Quantum Systems, the Munich-based surveillance drone company backed by Peter Thiel since October 2022, won a $246 million (EUR 210 million) contract from the German Bundeswehr for 520 Falke surveillance systems to be delivered in 2026, with options for 500 additional units between 2027 and 2032. The contract represents approximately 75% of Quantum Systems' projected 2025 revenue, an extraordinary concentration of dependence on a single government customer.
Founded in 2015 by Florian Seibel, a former Bundeswehr helicopter pilot, Quantum Systems has grown from a civilian drone maker into what Bloomberg called Europe's first defense-tech 'triple unicorn.' Thiel Capital first invested in October 2022, with Thiel stating the company represented 'a leap ahead of its competition' in synthesizing software and hardware. In November 2025, the company tripled its valuation to EUR 3 billion ($3.5 billion) after a EUR 180 million Series C extension led by Balderton Capital.

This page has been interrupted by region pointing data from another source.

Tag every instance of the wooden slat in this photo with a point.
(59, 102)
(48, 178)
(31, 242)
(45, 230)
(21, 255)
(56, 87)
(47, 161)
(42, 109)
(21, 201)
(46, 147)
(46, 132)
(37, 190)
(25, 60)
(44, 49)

The Falke system builds on the combat-proven Vector platform, a VTOL fixed-wing drone capable of operating in GPS-denied environments using AI-powered autonomous navigation. The Vector and Falke drones logged thousands of combat hours in Ukraine since Russia's 2022 invasion, providing battlefield validation under real-world electronic warfare conditions. Military customers include the Netherlands (first Vector supplied October 2022), Australia (AUD $90 million Land 129 Phase 4B contract, July 2024), and now Germany as the anchor customer.
The Thiel investment pattern is notable: Thiel Capital backed Quantum Systems for surveillance, while separately investing in Stark Defence, an attack drone company founded by the same Florian Seibel, who left Quantum Systems reportedly because its investors would not allow him to equip drones with weapons. Thiel now backs both the eyes and the weapons of European drone warfare through two companies sharing a founder.